*** The Office of Personnel Management is looking for ways to integrate artificial intelligence tools to help its current workforce, including non-techies. In an April 9 contracting notice, OPM announced it is seeking ideas from industry on natural language processing tools that can summarize texts, perform sentiment analysis, parse statutes and regulations. OPM is also looking to learn more "about chatbots and transactional bots that are easy to implement and customize." Responses are due April 19.
*** As the Trump administration looks to expand shared services, the Government Accountability Office identified some obstacles to their wider adoption.

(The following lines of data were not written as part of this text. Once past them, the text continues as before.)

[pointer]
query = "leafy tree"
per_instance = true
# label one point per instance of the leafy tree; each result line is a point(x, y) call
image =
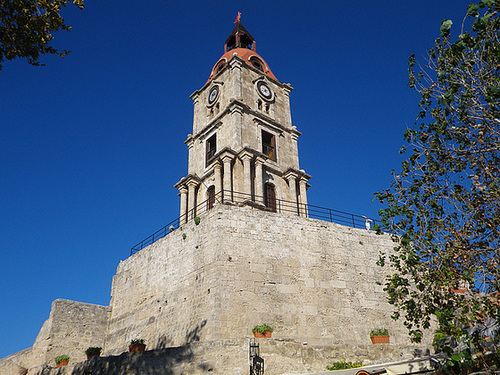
point(443, 206)
point(26, 28)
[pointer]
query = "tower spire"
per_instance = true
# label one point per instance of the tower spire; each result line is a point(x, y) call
point(239, 37)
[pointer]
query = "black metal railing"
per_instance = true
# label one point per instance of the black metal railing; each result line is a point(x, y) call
point(278, 206)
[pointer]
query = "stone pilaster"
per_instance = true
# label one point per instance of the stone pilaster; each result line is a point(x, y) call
point(291, 177)
point(218, 182)
point(227, 160)
point(259, 184)
point(183, 194)
point(303, 197)
point(191, 199)
point(246, 158)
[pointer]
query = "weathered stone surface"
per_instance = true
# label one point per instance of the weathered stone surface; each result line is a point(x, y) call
point(313, 281)
point(71, 328)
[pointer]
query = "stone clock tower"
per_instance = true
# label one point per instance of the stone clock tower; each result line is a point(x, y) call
point(243, 149)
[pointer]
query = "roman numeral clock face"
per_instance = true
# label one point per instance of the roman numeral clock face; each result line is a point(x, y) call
point(264, 90)
point(212, 96)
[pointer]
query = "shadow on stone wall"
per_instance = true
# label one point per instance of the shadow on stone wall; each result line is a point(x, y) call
point(161, 361)
point(171, 361)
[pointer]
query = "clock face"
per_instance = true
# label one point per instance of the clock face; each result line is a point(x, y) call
point(264, 90)
point(214, 93)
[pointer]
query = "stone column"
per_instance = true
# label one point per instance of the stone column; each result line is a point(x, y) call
point(292, 183)
point(191, 199)
point(303, 197)
point(259, 185)
point(246, 157)
point(228, 193)
point(183, 193)
point(218, 182)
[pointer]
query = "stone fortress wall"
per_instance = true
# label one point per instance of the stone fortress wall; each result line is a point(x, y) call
point(315, 282)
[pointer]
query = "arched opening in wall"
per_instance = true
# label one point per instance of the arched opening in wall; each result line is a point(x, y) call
point(270, 196)
point(269, 145)
point(210, 197)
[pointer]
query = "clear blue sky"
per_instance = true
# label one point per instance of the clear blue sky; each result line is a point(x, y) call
point(92, 144)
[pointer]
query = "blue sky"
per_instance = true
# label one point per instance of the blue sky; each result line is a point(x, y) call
point(92, 144)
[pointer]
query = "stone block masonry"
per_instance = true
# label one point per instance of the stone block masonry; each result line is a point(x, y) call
point(314, 282)
point(197, 293)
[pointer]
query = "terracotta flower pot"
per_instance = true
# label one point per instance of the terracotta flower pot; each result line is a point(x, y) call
point(265, 335)
point(62, 363)
point(137, 348)
point(380, 339)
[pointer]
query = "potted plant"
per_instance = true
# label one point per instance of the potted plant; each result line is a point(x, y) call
point(93, 352)
point(263, 331)
point(379, 336)
point(61, 360)
point(137, 345)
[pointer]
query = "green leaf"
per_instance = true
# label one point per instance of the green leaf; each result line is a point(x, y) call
point(472, 10)
point(445, 27)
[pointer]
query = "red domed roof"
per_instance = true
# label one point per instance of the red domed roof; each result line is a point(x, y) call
point(250, 57)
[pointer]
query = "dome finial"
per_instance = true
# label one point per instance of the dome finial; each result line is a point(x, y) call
point(237, 18)
point(239, 37)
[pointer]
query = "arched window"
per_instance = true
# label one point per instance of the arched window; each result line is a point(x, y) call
point(210, 197)
point(270, 197)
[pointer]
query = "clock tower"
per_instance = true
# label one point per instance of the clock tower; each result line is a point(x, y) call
point(243, 149)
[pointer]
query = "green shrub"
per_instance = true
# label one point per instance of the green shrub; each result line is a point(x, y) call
point(263, 328)
point(137, 342)
point(61, 358)
point(342, 365)
point(93, 350)
point(379, 332)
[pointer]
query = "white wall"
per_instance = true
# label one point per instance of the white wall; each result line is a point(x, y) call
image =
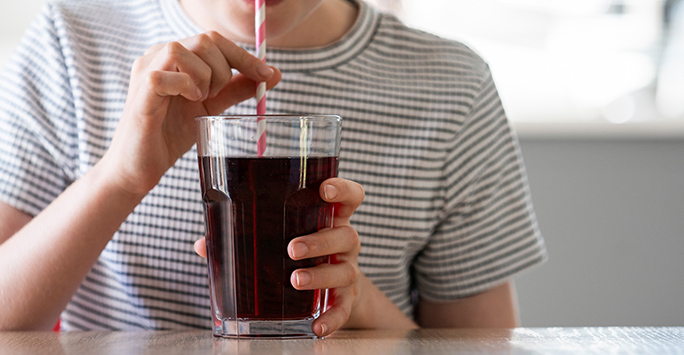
point(15, 16)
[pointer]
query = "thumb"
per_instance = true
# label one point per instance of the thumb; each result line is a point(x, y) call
point(201, 247)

GAO found that the effort by Office of Management and Budget and the General Services Administration to push human resources and financial management shared services is lacking, particularly relating to NewPay, the 10-year, $2.5 billion software-as-a-service program intended to supply the entire government with commercial, cloud-based payroll, scheduling and leave management solutions.

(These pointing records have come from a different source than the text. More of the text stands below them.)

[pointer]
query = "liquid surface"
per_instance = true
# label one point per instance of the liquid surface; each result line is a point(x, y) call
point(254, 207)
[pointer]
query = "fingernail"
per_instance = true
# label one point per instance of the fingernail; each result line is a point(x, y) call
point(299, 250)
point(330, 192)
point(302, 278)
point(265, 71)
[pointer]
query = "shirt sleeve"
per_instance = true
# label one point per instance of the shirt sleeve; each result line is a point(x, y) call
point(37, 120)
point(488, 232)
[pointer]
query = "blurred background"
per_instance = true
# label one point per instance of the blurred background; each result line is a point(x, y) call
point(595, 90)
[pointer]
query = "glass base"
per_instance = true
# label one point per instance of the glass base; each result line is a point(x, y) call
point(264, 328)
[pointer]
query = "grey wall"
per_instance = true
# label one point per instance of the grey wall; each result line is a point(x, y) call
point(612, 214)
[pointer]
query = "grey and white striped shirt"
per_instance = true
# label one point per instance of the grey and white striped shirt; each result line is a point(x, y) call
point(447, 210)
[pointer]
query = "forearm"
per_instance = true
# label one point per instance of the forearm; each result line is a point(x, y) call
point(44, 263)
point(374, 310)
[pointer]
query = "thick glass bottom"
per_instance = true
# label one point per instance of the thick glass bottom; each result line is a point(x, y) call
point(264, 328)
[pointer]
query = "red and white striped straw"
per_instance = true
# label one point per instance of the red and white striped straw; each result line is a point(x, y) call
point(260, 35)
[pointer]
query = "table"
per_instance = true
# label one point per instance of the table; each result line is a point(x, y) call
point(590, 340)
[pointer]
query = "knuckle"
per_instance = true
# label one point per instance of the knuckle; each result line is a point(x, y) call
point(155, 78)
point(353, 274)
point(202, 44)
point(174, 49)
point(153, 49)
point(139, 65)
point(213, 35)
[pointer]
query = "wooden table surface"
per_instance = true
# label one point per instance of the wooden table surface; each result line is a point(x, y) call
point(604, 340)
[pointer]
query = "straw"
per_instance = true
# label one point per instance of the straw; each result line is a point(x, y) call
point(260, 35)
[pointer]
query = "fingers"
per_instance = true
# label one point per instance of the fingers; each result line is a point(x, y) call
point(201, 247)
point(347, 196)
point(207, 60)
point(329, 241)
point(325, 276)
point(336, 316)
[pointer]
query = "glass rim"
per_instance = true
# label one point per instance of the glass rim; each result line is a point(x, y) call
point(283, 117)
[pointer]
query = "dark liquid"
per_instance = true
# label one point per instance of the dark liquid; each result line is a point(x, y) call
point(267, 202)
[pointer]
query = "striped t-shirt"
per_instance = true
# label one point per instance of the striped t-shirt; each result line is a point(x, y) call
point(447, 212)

Specifically, GAO points out that the agencies haven't announced which will run point on managing the service, and which agencies will serve on the NewPay Review Board overseeing the implementation, or what its authority will be. The agencies have "also not yet documented which agency will be responsible for interpreting payroll rules and regulations," a persistent issue for federal shared service providers, GAO states.
More generally, GAO cites two challenges to the broad adoption of HR and financial management shared services. The first set of challenges has to do with "persistent governance challenges" -- such as difficulties in cross-agency collaboration, as well as limited oversight and technical support for shared services migrations. The other, per GAO, are financially driven, such as "difficulty obtaining funding to invest in shared services, demand uncertainty among providers, and limited choices for customers."
*** The Federal Trade Commission would get the authority to require companies to assess the use of automated, algorithmically-based decision systems to identify issues with implicit bias, discrimination and privacy under a new bill sponsored by Sens. Cory Booker (D-N.J.), Ron Wyden (D-Ore.) and Rep. Yvette Clarke (D-N.Y.)
The Algorithmic Accountability Act is designed to provide a means for monitoring the increasing use of decision engines in software that powers online advertising, real estate sites, job recruiting and other areas potentially ripe for bias and discrimination. Companies would be required to fix issues identified during the mandated impact assessments.
"Algorithms shouldn't have an exemption from our anti-discrimination laws. Our bill recognizes that algorithms have authors, and without diligent oversight, they can reflect the biases of those behind the keyboard," Clarke said in a statement.